Entiendo mejor a Heidegger que las explicaciones de Lawrence sobre la existencia, el ser y sus relaciones. No entiendo casi nada de este libro porque sólo veo una lógica: aquella antifilosófica actitud que hace precisamente del quod nihil scitur el fundamento de un conocimiento. Así es como se habla de la existencia de algo “desconocido” en lugar de confesar la propia ignorancia y la propia incapacidad de pensar. La “lógica” sería la siguiente: “No sé, luego lo desconocido existe”. Y una vez que se “establece” la existencia (¿o era el ser?) de esto “desconocido” (¿o era la cuarta dimensión?), ya es posible cualquier desbarre.


[La ilusión de Zöllner. No sólo Zöllner tenía ilusiones, sino que además cuando miro durante mucho rato esta imagen entro en la cuarta dimensión del sueño]

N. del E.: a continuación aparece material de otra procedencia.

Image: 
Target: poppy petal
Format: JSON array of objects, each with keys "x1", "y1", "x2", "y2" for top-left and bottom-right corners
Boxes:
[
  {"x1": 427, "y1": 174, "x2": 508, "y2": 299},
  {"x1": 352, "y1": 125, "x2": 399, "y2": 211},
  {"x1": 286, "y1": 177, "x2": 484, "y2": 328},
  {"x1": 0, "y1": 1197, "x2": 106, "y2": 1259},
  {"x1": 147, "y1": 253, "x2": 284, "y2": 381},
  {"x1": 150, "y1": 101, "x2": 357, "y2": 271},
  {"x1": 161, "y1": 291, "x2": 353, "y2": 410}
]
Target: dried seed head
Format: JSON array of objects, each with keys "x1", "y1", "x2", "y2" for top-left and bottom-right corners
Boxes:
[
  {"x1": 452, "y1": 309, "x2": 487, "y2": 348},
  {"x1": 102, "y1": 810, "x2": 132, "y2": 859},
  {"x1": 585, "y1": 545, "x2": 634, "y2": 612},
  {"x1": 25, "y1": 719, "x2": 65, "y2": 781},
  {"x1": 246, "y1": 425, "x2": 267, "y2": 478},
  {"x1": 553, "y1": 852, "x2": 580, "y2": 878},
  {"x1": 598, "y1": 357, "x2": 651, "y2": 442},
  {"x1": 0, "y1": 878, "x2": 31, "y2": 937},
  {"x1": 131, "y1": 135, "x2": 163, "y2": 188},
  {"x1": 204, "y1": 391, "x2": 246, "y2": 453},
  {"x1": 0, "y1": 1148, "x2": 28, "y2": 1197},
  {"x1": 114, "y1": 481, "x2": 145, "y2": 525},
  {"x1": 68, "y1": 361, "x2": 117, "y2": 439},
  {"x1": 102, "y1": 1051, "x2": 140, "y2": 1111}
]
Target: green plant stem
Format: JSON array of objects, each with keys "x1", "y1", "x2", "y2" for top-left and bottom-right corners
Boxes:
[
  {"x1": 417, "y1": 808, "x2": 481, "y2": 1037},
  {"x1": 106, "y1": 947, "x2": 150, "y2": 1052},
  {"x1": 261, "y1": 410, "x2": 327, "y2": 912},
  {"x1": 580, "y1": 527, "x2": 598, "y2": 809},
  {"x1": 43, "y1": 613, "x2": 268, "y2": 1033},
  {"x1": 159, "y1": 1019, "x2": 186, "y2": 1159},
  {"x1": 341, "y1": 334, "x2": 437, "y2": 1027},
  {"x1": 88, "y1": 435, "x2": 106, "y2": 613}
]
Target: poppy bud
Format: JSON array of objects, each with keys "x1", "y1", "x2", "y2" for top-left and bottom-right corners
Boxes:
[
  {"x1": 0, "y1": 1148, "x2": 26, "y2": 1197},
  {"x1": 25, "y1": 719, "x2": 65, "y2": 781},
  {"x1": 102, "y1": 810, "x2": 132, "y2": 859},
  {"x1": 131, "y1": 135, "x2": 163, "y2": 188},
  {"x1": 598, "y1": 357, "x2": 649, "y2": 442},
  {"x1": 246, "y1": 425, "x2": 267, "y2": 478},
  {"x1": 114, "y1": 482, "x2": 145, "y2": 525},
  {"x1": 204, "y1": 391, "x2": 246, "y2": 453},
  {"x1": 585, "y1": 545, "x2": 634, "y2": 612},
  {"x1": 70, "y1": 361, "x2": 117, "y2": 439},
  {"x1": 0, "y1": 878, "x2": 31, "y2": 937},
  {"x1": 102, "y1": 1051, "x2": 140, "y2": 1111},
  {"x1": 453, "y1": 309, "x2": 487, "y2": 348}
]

Miedo me da pensar, ahora que está de moda la Física y ya vamos por las once dimensiones, las combinaciones que se pueden estar haciendo con el Espíritu Santo y la ley de la gravedad. Quiero imaginar que Lawrence tenía mucha pena por no ser hispanohablante, porque “puercoespín”, si se fijan, contiene en sí mismo un “spin”: de ahí a “reflexionar” sobre la duodécima dimensión, sólo hay un erizo.